Officials chosen to coordinate the programme warned yesterday that targets for rehousing asylum-seekers were unlikely to be met, and expressed fears of rising racial tension if people were placed in inappropriate locations.

The project aims to relieve pressure on local authorities in London and Kent, by dispersing around 6,500 asylum-seekers a month, including 1,300 families and 1,300 single adults. The 10 regions receiving the asylum- seekers are each expected to take about 260 heads of household a month.

But Mike Robinson, the regional co-ordinator for the South-west, said: "The feasibility of actually receiving thatnumber per month must be in doubt."

He added that demand for accommodation in the South-west was high compared to the number of empty houses.

Asylum-seekers had already filled most of the empty accommodation in the South central region, in places such as Portsmouth and Bournemouth, said the area's co-ordinator, Robert Watts: "They need to build around a million homes in the South. There is not a lot of spare stock we can use."

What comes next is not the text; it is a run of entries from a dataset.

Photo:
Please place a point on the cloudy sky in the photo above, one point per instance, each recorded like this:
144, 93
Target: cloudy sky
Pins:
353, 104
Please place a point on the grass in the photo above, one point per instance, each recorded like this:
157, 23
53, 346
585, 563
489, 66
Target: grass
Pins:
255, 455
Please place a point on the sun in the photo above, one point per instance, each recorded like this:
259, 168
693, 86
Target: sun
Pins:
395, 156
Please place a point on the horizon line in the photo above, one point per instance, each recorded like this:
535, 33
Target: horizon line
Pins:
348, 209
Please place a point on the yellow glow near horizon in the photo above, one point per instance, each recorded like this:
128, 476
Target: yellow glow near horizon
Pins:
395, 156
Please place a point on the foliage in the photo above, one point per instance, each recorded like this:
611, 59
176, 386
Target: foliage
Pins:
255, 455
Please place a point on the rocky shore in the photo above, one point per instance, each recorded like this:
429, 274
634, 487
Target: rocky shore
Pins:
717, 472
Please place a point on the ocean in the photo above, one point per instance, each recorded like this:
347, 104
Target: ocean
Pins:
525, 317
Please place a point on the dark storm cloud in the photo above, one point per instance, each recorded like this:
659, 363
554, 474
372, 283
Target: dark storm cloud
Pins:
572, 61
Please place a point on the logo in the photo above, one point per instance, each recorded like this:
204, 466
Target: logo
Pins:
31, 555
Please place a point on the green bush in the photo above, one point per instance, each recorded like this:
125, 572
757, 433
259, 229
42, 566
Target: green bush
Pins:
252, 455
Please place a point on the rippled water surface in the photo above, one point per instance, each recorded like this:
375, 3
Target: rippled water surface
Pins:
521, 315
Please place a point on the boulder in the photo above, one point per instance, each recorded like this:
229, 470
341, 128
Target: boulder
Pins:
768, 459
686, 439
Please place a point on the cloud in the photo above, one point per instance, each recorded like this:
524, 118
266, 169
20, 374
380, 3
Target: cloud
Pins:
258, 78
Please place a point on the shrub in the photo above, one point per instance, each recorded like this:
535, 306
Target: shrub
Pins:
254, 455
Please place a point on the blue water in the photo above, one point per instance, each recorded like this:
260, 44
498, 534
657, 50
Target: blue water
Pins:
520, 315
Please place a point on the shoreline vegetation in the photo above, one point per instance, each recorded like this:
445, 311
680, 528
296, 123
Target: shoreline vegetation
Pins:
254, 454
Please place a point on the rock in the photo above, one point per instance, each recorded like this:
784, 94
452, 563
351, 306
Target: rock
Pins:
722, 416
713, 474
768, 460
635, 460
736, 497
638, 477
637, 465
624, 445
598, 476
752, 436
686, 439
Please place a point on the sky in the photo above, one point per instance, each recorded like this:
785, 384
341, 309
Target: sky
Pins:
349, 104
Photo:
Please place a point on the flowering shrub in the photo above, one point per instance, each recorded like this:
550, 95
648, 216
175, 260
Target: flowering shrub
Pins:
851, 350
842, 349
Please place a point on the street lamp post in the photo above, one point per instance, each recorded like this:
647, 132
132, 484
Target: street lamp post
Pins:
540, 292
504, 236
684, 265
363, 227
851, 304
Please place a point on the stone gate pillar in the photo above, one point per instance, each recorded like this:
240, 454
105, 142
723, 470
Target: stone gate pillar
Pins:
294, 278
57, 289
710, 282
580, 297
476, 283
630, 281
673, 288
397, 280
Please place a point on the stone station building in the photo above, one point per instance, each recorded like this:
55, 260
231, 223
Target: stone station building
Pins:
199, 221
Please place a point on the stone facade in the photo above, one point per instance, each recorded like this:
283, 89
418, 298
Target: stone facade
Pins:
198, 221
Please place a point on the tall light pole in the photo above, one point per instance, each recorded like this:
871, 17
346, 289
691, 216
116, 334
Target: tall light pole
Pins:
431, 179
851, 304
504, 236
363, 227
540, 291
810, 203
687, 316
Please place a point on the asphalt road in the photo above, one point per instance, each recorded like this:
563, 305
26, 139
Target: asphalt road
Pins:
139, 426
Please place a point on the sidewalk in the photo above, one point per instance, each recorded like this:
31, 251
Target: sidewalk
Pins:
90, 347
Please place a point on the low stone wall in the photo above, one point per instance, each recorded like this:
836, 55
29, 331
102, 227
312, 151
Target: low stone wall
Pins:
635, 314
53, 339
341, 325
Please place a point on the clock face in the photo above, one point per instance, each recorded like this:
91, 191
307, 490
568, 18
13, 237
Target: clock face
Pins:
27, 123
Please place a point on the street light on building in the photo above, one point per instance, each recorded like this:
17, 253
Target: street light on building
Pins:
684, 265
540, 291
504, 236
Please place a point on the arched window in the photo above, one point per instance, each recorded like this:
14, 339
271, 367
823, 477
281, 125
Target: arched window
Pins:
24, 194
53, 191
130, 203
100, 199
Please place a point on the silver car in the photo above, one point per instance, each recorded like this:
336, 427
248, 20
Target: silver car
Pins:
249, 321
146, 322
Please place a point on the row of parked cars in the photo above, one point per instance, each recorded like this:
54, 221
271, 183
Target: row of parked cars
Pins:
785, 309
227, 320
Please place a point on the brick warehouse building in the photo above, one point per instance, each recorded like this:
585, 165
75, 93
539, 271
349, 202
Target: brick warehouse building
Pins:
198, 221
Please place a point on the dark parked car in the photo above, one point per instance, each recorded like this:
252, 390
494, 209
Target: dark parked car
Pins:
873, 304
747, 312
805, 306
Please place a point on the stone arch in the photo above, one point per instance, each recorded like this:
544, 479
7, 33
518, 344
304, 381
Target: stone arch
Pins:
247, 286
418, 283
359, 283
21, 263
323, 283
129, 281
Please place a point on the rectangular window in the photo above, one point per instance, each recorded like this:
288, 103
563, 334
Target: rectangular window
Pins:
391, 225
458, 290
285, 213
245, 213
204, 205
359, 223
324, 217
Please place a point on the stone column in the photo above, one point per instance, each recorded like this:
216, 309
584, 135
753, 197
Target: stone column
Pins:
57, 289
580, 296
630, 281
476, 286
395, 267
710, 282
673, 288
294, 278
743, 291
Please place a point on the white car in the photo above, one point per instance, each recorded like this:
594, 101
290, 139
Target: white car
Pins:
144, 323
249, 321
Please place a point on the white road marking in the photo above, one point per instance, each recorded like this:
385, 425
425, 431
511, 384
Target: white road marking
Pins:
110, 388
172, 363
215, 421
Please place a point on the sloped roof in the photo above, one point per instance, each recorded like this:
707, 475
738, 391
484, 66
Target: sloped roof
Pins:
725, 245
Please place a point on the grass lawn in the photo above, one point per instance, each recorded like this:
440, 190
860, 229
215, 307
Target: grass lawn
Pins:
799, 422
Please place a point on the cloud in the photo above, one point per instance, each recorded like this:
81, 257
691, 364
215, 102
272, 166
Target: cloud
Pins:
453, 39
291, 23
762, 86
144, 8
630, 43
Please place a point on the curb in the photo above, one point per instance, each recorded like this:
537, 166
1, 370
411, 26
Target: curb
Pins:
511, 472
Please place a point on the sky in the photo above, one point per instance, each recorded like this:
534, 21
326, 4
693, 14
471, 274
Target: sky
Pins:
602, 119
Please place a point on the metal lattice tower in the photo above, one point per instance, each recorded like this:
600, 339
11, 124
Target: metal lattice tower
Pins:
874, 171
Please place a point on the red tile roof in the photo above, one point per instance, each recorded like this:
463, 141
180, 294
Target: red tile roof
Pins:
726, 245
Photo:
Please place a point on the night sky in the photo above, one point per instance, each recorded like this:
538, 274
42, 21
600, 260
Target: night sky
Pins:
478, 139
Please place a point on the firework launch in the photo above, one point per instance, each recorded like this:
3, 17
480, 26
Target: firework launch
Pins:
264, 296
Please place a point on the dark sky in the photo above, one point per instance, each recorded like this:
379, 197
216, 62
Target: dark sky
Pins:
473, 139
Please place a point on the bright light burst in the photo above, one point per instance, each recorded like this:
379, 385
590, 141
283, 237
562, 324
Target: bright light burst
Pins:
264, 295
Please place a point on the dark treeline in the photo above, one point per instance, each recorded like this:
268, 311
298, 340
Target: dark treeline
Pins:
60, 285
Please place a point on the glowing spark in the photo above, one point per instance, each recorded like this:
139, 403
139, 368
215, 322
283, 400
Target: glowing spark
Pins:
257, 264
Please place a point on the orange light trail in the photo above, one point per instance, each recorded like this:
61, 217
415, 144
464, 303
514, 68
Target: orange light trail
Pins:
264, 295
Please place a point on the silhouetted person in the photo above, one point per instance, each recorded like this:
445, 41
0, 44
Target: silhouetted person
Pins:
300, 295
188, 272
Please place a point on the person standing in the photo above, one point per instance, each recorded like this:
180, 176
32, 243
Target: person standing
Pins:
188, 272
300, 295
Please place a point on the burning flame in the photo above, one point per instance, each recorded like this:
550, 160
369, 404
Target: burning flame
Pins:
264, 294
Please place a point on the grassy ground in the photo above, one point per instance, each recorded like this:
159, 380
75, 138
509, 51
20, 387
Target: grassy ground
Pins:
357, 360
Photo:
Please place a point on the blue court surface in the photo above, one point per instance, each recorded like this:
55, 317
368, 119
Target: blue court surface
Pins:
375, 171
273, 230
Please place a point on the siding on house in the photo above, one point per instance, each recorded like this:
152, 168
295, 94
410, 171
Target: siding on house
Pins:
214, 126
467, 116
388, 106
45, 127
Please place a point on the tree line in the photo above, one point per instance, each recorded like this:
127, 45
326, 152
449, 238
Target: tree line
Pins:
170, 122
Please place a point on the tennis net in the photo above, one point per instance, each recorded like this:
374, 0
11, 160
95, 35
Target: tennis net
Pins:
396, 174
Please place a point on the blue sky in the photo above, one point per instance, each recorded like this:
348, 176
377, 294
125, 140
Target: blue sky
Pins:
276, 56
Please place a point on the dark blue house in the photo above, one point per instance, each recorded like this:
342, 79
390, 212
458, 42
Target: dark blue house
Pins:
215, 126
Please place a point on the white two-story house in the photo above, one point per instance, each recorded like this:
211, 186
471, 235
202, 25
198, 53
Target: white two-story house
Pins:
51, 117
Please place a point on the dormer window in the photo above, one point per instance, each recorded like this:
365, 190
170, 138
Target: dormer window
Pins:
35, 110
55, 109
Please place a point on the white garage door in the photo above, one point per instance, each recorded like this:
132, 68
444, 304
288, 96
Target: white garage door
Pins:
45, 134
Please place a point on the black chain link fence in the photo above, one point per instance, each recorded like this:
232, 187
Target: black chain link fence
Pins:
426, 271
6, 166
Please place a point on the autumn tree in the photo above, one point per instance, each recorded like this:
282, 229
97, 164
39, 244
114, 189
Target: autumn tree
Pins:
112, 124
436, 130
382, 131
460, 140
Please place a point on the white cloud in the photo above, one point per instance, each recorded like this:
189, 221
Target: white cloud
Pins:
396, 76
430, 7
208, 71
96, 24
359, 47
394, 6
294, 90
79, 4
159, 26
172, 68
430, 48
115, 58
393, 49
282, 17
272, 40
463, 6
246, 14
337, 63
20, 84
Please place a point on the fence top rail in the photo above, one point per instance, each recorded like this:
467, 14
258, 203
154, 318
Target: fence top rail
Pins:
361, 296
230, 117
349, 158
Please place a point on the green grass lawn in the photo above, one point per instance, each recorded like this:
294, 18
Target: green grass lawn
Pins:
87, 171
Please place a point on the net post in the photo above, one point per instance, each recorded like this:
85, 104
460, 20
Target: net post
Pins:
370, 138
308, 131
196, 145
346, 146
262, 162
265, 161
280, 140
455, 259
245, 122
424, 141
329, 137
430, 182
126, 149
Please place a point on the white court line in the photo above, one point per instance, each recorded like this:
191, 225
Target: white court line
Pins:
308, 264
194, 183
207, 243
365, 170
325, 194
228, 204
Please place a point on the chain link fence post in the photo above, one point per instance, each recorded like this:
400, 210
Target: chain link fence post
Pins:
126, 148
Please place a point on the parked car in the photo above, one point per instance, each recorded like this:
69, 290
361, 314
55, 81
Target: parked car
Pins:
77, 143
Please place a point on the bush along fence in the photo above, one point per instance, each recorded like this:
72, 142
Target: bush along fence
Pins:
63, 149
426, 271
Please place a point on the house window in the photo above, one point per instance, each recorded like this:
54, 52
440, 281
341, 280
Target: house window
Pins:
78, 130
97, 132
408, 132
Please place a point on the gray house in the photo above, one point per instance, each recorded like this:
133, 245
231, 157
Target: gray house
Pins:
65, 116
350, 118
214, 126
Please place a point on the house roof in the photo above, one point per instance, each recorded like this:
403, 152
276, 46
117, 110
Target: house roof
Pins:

The Ministry of Defence may be approached as a last resort to supply accommodation, he added.

Tensions are already running high in coastal towns where asylum-seekers have been housed. The co-ordinator for the Eastern region, Robin Rennie, said that in Southend-on-Sea, Essex, local people had complained that their children were being denied school places offered to the children of asylum-seekers.

"Some areas are at saturation point and it would be counter-productive to put any more [asylum-seekers] in," Mr Rennie said.

Sandy Bruce-Lockhart, the chief executive of Kent County Council, which is housing around 6,000 asylum-seekers, said that, while some councils had been "extremely helpful", they had not always managed to identify the required 6,000 places a month.

The Local Government Association, which is organising the programme, described it as a "huge logistical feat". The dispersal of asylum-seekers was due to start yesterday as part of a voluntary interim arrangement that will stay in place until April, and foreshadow the new system for handling asylum-seekers laid out in the newly passed Asylum and Immigration Act.

Barbara Roche, the minister responsible for immigration, denied there was a danger that asylum-seekers would end up being housed on "sink estates", the name given to accommodation that is only spare because nobody else is prepared to live in it. "The accommodation has to be adequate and appropriate and has got to be provided in such a way that there are support services as well," she said.

There has been a more enthusiastic response to the scheme in the north of England, where there is less pressure on housing and where many authorities participated in the programme to help refugees from Kosovo earlier this year.

Among the first buildings to be used in the new scheme will be Clare House, a former social services building capable of housing up to 50 asylum- seekers in Huddersfield, West Yorkshire, where there is a large Kashmiri community.

London's co-ordinator, Janet Haddington, estimated that there were 60,000 asylum-seekers now living in social services care in the capital.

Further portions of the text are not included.